Abstract

The present paper provides new insights into the climatic and anthropic factors that influenced a 6000-year coastal evolution in northwestern Corsica, the third largest island of the western Mediterranean. Pollen, microcharcoal, sedimentary and geochemical analyses were carried out on a core drilled in the Crovani coastal wetland to reconstruct the regional drivers of landscape change. We show that anthropogenic and climate-induced fires favoured the development of Mediterranean maquis, dominated by Erica and Quercus ilex, from ca. 6000 to 3350 cal. BP. A change in arboreal vegetation triggered a short but intense sediment input in the Crovani pond between ca. 3350 and 3200 cal. BP. This is consistent with a coeval process of runoff recorded in several coastal sites of western Corsica and related to an arid climate change occurred in many sites of the western Mediterranean around 3200 years ago. We provide evidence of agriculture during the Late Neolithic from ca. 3900 BC, which is much earlier than any archaeological evidence previously available in this area of Corsica, followed by a progressive decline of arable farming practices. Human impact has been responsible for a degradation of the maquis only from approximately 3000 cal.

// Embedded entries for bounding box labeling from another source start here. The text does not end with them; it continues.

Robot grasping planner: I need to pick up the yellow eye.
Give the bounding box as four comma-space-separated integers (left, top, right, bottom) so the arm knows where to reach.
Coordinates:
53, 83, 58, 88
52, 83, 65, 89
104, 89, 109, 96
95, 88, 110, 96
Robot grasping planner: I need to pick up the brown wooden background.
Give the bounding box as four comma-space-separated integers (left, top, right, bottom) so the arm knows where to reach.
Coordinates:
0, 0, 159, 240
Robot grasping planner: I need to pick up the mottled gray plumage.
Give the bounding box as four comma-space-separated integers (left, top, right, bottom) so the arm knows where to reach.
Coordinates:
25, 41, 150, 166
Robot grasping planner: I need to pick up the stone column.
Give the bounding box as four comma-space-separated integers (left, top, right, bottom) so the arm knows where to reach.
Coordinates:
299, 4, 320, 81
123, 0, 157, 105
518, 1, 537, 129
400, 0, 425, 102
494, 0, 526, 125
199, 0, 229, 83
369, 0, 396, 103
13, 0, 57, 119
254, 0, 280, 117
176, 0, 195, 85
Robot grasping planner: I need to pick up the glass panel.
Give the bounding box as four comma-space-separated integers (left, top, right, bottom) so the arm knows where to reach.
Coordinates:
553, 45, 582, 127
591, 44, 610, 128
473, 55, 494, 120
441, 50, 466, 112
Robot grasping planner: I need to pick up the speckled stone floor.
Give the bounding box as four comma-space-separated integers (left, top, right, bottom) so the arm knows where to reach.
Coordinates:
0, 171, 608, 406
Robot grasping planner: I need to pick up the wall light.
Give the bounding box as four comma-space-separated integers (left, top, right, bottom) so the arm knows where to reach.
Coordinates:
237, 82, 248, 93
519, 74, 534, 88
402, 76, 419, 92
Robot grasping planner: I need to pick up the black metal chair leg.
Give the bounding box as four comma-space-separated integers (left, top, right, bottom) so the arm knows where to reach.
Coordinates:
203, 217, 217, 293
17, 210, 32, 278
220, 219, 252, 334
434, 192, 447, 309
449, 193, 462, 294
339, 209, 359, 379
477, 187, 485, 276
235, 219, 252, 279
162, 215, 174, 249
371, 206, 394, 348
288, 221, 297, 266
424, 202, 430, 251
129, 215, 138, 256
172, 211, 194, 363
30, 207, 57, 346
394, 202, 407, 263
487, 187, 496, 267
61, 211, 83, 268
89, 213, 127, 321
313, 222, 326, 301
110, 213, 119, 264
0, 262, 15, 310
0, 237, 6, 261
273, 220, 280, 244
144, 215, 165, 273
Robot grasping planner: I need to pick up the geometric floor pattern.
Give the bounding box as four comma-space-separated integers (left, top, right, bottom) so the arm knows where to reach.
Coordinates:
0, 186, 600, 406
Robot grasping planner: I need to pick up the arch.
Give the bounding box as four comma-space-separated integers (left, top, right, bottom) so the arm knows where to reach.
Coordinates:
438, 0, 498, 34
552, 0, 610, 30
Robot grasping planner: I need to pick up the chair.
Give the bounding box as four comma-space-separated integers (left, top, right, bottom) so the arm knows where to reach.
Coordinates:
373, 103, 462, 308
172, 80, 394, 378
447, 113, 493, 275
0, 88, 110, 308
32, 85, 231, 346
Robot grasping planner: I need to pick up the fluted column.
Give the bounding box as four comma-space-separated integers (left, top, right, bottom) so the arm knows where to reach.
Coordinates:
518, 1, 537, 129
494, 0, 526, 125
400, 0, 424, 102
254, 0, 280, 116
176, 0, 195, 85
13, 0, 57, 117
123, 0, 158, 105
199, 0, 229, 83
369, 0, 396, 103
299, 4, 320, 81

BP, and it intensified in Roman times, when the area experienced the first phase of galena exploitation from the Argentella mines. Over the last 500 years, the present work evidences a major development of Castanea related to cultivation during the Genoese administration of Corsica. Our findings suggest that solar activity and the North Atlantic Oscillation had an influence on centennial-scale forest cover variations during the last 6000 years.